- EY celebrates 10 years of Young Tax Professional of the Year (YTPY) in 2020
- Finalists from 32 countries competed in the first ever virtual EY YTPY
- Winner to gain first-hand experience in several EY member firm offices
Malaysia finalist Ashley Lim Siew Fern has been named 2020 EY Young Tax Professional of the Year (YTPY). Ashley was selected from 32 finalists from around the world who competed in a series of virtual workshops and presentations designed to showcase their knowledge of the international tax system. This year represents the 10th year of the EY flagship tax talent program, and the first time that YTPY has been conducted in a virtual format due to the COVID-19 pandemic.
Ashley will now have the opportunity to gain first-hand experience at EY member firm offices in London, New York and Hong Kong as part of a 30-day world trip – pending jurisdiction restrictions due to the COVID-19 pandemic. The United Kingdom representative Madelaine Bewlay took second prize, while Joshua Mok of Oceania was awarded third prize.

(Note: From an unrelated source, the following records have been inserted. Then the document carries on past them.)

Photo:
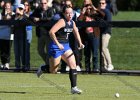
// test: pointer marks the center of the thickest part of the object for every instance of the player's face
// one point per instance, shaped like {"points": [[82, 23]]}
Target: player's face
{"points": [[68, 13], [102, 4]]}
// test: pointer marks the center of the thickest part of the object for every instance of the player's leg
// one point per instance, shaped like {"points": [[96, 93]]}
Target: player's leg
{"points": [[54, 64], [69, 57]]}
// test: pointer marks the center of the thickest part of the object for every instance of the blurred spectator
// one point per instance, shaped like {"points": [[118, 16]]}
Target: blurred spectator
{"points": [[36, 4], [43, 14], [27, 13], [90, 35], [106, 35], [19, 40], [5, 36], [15, 4]]}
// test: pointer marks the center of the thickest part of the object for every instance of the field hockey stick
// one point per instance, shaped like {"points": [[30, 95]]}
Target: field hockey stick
{"points": [[54, 84], [83, 46]]}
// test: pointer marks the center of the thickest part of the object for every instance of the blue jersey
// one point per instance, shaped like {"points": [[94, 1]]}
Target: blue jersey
{"points": [[63, 34]]}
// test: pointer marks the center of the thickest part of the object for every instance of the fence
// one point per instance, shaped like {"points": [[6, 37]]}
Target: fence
{"points": [[100, 23]]}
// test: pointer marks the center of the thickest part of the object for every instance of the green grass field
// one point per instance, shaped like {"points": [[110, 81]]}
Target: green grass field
{"points": [[124, 45], [26, 86], [124, 48]]}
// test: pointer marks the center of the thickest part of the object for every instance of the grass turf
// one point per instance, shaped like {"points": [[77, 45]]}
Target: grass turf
{"points": [[26, 86]]}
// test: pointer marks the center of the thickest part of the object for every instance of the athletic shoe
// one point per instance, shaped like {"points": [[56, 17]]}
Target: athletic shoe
{"points": [[110, 67], [39, 72], [1, 66], [75, 90], [6, 66], [67, 68], [78, 68]]}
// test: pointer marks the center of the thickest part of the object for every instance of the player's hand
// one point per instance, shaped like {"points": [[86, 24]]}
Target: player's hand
{"points": [[61, 47], [36, 19]]}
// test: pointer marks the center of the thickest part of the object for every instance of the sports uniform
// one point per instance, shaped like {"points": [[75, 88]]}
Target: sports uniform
{"points": [[62, 36]]}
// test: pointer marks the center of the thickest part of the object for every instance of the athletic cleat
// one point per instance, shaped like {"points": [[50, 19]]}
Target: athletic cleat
{"points": [[67, 68], [110, 67], [39, 72], [78, 68], [2, 66], [75, 90]]}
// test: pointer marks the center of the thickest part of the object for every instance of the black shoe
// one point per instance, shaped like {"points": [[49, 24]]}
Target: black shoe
{"points": [[95, 70], [17, 70], [25, 69]]}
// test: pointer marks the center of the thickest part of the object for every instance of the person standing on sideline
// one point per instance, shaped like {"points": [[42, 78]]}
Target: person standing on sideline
{"points": [[73, 42], [5, 35], [27, 13], [43, 14], [90, 35], [106, 35], [59, 46]]}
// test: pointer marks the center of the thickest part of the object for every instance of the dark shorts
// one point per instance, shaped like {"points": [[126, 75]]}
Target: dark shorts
{"points": [[55, 52]]}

Since the competition was launched by EY in 2010, more than 40,000 young tax professionals from around the world have participated. While the pandemic has required the competition to take place virtually this year, 2020 saw more participants represented from more parts of the world than in previous years, with over half of the finalists’ female.
Kate Barton, EY Global Vice Chair – Tax, says:
“In a challenging economic environment, it is more vital than ever that we continue to invest in the next generation of tax talent. It is a privilege to provide EY Young Tax Professional of the Year participants with the opportunity to learn first-hand about the international tax system, law and the people agenda, while networking with leading EY tax professionals, and their student and graduate peers internationally.
“When I joined EY as an intern 35 years ago, it would have been unimaginable to think of just how transformative digital technologies would become to the tax profession, and as the competition goes virtual, I am thrilled with the digital ingenuity and ideas participants have brought to solving the challenges presented during the competition. As COVID-19 compounds global uncertainty and accelerates the rate and pace of digital and legislative change, and with tax policy at the epicenter of much of this change, there has never been a more exciting time to build a career in tax.”
EY Young Tax Professional of the Year was established to reward and foster the next generation of tax leaders. All competitors are selected by EY member firms in their local market – in collaboration with local universities – before they go on to represent their jurisdiction in the global final.
This year included candidates from 32 jurisdictions who virtually participated in technical workshops, case studies and interviews before a judging panel, which included EY leaders, academics, tax revenue authorities and tax directors from major multinational companies.
Jennifer Wishnie, EY Young Tax Professional of the Year sponsor and EY Global Tax Talent Leader, says:
“This year’s competition has provided participants with a glimpse of just how dynamic – and global – a career in tax can be. Every year, YTPY provides an invaluable environment for young tax professionals to advance their knowledge of the international tax system in order to develop their careers and become trusted business advisors.”